While much work in data science to date has focused on algorithmic scale and sophistication, safety — that is, safeguards against harm — is a domain no less worth pursuing. This is particularly true in applications like self-driving vehicles, where a machine learning system’s poor judgment might contribute to an accident.

Safety Gym is designed for reinforcement learning agents, or AI that’s progressively spurred toward goals via rewards (or punishments). They learn by trial and error, which can be a risky endeavor — the agents sometimes try dangerous behaviors that lead to errors.
As a remedy, OpenAI proposes a form of reinforcement learning called constrained reinforcement learning, which implements cost functions that the AI must constrain. In contrast to common practice, where an agent’s behavior is described by a function that’s tailored to favor objectives, constrained agents figure out trade-offs that achieve certain defined outcomes.

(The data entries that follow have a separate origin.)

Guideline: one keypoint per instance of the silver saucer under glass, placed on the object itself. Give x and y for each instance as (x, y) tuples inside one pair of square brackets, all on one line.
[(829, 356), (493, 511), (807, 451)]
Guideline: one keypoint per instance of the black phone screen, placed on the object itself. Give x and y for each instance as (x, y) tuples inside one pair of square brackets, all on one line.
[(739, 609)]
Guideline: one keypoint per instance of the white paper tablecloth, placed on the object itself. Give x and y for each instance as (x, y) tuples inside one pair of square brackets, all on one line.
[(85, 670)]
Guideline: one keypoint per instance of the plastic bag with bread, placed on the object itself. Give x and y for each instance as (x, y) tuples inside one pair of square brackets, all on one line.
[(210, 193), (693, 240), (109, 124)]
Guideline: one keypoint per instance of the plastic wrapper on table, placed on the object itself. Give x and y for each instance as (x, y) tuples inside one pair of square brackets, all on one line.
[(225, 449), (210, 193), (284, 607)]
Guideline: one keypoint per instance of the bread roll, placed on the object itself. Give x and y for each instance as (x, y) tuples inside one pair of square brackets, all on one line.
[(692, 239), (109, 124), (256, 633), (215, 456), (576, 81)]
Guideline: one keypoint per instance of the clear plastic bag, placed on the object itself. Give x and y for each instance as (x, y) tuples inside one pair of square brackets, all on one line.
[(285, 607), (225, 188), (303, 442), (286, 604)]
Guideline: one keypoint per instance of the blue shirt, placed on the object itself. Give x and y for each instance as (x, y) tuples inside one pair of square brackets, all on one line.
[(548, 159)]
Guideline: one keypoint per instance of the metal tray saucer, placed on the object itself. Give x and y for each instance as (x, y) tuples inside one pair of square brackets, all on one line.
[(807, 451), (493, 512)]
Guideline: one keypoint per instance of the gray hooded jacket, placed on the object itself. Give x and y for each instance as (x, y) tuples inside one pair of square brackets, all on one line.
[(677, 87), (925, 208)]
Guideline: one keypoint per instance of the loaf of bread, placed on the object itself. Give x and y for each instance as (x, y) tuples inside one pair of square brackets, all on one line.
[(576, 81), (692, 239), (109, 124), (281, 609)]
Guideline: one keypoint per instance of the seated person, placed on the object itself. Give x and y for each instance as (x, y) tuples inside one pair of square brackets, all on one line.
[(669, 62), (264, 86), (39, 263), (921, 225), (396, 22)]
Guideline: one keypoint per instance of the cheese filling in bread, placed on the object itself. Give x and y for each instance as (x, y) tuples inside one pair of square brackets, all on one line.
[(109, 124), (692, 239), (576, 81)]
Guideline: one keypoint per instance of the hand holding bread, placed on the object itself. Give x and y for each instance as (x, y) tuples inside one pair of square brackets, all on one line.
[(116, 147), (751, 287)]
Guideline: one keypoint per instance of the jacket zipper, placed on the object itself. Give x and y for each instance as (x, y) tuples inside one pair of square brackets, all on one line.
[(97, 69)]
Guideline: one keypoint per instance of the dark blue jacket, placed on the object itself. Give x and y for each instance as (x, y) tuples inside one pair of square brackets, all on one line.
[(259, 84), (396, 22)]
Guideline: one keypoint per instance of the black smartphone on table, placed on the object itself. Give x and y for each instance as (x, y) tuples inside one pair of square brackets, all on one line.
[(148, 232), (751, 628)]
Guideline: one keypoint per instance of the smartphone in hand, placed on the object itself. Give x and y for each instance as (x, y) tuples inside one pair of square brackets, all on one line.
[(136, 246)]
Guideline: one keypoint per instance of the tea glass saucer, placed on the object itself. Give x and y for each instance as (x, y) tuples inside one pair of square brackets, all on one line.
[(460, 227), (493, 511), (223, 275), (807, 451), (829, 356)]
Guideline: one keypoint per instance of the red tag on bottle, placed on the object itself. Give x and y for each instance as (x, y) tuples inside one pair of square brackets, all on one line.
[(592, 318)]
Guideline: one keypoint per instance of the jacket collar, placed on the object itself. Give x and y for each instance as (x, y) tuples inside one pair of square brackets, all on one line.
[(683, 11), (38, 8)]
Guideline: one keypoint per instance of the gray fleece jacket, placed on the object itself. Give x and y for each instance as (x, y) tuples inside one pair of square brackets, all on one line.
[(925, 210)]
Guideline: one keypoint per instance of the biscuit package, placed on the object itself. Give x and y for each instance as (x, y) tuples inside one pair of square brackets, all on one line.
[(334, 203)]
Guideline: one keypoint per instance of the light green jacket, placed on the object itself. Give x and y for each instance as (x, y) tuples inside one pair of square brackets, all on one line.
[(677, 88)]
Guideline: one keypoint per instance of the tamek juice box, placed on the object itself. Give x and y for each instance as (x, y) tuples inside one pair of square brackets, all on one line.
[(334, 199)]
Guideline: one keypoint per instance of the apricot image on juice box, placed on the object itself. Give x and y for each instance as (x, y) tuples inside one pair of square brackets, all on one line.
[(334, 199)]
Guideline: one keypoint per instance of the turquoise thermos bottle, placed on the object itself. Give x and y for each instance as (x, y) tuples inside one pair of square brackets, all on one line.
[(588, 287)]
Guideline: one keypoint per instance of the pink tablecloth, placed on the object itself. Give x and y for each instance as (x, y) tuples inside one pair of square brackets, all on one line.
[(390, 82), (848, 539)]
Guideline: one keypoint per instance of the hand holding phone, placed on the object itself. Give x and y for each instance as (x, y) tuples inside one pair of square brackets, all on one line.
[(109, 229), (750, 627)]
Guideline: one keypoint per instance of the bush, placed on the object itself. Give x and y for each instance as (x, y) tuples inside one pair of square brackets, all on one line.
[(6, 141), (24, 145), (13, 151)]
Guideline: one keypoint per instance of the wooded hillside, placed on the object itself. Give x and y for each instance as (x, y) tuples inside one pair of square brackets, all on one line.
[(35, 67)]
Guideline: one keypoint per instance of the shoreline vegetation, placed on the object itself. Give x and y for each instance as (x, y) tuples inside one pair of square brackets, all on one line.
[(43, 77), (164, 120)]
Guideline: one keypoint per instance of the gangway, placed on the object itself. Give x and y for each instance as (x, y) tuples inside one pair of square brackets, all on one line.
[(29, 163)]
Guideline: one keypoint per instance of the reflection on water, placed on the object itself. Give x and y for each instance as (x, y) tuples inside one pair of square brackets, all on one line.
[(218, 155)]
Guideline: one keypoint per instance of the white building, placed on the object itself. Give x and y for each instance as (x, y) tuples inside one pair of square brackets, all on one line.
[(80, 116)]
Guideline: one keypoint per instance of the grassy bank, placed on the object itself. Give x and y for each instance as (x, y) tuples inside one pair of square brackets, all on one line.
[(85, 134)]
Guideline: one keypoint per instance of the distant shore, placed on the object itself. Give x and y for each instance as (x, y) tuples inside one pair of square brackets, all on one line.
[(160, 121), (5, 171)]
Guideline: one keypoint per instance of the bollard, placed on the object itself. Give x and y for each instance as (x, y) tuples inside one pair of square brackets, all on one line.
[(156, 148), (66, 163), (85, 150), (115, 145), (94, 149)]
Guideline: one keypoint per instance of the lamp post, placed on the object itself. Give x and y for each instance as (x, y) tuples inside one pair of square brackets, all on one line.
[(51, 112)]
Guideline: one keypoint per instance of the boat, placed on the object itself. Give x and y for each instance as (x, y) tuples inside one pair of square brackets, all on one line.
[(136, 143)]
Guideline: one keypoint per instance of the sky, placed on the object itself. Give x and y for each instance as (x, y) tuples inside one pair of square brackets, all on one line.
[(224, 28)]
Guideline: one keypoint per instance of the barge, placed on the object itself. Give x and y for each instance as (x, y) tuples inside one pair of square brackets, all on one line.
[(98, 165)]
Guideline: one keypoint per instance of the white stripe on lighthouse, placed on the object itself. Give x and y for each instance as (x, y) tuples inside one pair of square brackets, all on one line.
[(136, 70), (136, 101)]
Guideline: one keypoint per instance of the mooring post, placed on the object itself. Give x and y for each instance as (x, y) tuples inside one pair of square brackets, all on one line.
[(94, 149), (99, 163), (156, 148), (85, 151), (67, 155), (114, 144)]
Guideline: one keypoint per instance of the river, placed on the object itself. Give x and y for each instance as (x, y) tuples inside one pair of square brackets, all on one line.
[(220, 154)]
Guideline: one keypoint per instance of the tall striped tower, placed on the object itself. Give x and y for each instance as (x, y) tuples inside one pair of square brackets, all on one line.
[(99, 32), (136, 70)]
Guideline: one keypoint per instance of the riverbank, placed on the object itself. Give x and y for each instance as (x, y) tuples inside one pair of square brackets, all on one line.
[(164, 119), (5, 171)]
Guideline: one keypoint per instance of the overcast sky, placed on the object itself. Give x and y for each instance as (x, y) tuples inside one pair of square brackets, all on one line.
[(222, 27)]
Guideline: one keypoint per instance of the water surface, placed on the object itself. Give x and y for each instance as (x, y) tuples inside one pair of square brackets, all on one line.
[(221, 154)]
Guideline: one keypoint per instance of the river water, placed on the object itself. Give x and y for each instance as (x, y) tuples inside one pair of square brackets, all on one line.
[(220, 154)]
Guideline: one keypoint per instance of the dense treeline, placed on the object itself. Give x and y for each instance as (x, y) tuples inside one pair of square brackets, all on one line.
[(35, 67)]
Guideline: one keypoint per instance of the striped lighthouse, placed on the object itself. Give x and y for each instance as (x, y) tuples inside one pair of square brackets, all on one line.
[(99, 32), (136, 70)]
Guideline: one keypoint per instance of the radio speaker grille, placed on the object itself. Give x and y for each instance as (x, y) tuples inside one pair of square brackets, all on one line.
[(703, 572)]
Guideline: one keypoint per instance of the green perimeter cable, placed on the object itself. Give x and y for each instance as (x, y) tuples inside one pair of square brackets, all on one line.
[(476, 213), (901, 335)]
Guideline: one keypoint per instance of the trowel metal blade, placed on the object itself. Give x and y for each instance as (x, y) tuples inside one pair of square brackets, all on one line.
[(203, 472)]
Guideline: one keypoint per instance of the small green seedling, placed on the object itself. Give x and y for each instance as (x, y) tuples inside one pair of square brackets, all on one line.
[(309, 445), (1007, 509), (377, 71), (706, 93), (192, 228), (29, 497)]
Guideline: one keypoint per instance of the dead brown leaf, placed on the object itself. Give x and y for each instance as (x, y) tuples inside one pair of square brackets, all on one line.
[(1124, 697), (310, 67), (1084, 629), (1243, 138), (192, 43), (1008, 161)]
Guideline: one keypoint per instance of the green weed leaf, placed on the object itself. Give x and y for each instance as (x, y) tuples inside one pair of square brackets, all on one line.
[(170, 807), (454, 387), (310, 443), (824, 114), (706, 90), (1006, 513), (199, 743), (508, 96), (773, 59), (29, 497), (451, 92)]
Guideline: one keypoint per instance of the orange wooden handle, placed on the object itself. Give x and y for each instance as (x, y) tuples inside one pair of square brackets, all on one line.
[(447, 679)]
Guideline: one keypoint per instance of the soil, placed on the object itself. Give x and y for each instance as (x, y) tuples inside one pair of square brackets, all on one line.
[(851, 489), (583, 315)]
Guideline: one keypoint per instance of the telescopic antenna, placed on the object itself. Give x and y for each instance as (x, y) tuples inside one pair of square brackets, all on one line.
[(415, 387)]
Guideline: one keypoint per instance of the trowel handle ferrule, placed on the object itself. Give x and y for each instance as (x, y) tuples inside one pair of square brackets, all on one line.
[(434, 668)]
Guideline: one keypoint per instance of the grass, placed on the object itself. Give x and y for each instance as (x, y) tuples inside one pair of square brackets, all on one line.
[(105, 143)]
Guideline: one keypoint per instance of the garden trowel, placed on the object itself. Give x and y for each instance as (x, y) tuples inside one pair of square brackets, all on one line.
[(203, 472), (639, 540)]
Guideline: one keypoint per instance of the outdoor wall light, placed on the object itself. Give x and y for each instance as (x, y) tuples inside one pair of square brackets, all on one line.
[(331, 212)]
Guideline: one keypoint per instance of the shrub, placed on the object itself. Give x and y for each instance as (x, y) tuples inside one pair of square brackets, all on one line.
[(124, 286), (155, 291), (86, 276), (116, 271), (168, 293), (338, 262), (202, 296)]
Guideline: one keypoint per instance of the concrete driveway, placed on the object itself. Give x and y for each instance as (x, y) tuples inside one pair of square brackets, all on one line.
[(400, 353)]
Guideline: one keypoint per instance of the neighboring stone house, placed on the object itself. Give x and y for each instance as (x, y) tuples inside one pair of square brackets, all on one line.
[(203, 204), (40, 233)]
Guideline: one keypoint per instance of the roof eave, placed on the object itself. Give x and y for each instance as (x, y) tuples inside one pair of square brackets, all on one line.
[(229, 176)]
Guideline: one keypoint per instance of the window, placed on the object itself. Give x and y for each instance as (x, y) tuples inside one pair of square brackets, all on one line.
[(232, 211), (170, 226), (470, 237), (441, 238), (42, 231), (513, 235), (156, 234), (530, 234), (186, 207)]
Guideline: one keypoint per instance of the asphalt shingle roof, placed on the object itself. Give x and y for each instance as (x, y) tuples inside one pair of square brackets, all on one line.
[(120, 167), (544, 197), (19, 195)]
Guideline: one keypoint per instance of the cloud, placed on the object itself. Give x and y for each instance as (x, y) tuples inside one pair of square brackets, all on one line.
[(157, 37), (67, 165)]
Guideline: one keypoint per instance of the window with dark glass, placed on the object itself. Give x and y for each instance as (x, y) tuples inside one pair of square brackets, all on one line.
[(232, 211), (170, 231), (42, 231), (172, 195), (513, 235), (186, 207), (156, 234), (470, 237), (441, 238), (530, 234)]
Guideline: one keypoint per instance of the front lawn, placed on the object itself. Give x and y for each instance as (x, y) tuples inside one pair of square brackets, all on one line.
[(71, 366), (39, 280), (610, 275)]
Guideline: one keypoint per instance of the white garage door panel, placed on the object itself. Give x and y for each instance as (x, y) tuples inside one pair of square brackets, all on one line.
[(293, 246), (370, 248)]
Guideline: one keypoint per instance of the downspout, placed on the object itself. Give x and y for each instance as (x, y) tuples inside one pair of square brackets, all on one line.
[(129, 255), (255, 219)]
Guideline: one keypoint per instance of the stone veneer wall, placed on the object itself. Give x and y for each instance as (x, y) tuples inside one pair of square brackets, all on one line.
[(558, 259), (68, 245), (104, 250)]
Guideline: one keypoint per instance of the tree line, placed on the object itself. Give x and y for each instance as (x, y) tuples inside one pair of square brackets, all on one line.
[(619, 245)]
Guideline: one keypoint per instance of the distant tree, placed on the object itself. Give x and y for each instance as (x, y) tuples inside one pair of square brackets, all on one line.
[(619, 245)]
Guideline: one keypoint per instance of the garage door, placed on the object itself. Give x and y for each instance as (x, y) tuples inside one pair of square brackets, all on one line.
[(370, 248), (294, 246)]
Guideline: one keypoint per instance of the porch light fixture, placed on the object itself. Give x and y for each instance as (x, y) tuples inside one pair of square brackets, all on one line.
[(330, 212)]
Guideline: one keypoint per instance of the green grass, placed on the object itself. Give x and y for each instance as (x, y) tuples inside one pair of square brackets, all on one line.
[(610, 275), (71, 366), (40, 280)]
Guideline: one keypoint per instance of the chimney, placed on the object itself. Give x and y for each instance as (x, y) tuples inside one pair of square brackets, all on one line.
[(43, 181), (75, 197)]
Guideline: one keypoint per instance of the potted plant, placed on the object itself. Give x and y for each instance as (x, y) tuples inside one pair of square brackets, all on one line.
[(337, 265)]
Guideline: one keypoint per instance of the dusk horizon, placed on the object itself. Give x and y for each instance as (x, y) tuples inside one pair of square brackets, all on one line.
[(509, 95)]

“In normal [reinforcement learning], you would pick the collision fine at the beginning of training and keep it fixed forever,” OpenAI Topplay explains in a blog post. “The problem here is that if the pay-per-trip is high enough, the agent may not care whether it gets in lots of collisions (as long as it can still complete its trips) … [But in] constrained [reinforcement learning,] you would pick the acceptable collision rate at the beginning of training, and adjust the collision fine until the agent is meeting that requirement.”